A lawsuit has been filed against a South Florida company, claiming a significant data breach exposed the personal information of billions of individuals, including Social Security numbers, residential addresses, and family details. The suit was initiated by Christopher Hofmann from California, who reported that his identity theft protection service notified him about his information being leaked on the dark web due to a breach linked to National Public Data (NPD).
According to the lawsuit, which was filed earlier this month, a hacking group known as USDoD infiltrated NPD and accessed vast amounts of unencrypted personal data around April 2024. The stolen data was reported to contain approximately 2.7 billion records, each including sensitive information such as full names, addresses, birthdates, Social Security numbers, and phone numbers.
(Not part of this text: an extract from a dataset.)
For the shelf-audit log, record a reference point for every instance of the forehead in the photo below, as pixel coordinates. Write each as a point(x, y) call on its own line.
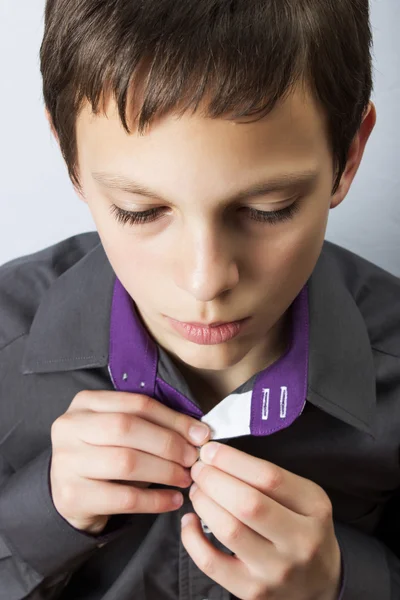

Cybersecurity experts suggest that nearly everyone with a Social Security number may have been affected by this compromise.
NPD is located in Coral Springs, Florida, and provides background check services for employers and various businesses. The lawsuit highlights a significant gap in data protection laws in the U.S., allowing companies to collect and sell personal data without consent.
The hacker group USDoD purportedly posted a database named “National Public Data” on the dark web on April 8, with an asking price of $3.5 million for the data. However, it was later made available for free on a hacking forum.
The exact number of individuals impacted remains uncertain, as while the lawsuit claims “billions” may be affected, the U.S. population is around 330 million, and some records may pertain to deceased individuals. The data could date back over three decades, according to investigations initiated by a law firm looking into the breach.
There have been no reports from NPD indicating whether they informed those affected by the breach, raising concerns about the lack of notification to individuals at risk of identity theft. Reports suggest that many people may be wholly unaware of the exposure of their sensitive information.
Cybersecurity experts recommend that affected individuals should check if their data is on the dark web using reliable tools and consider freezing their credit with major credit bureaus to prevent fraudulent activities. Additional steps for protecting personal data include creating complex passwords, using password managers, enabling multifactor authentication, and remaining vigilant against phishing attempts. Regularly updating security software is also advised to enhance protection against future breaches.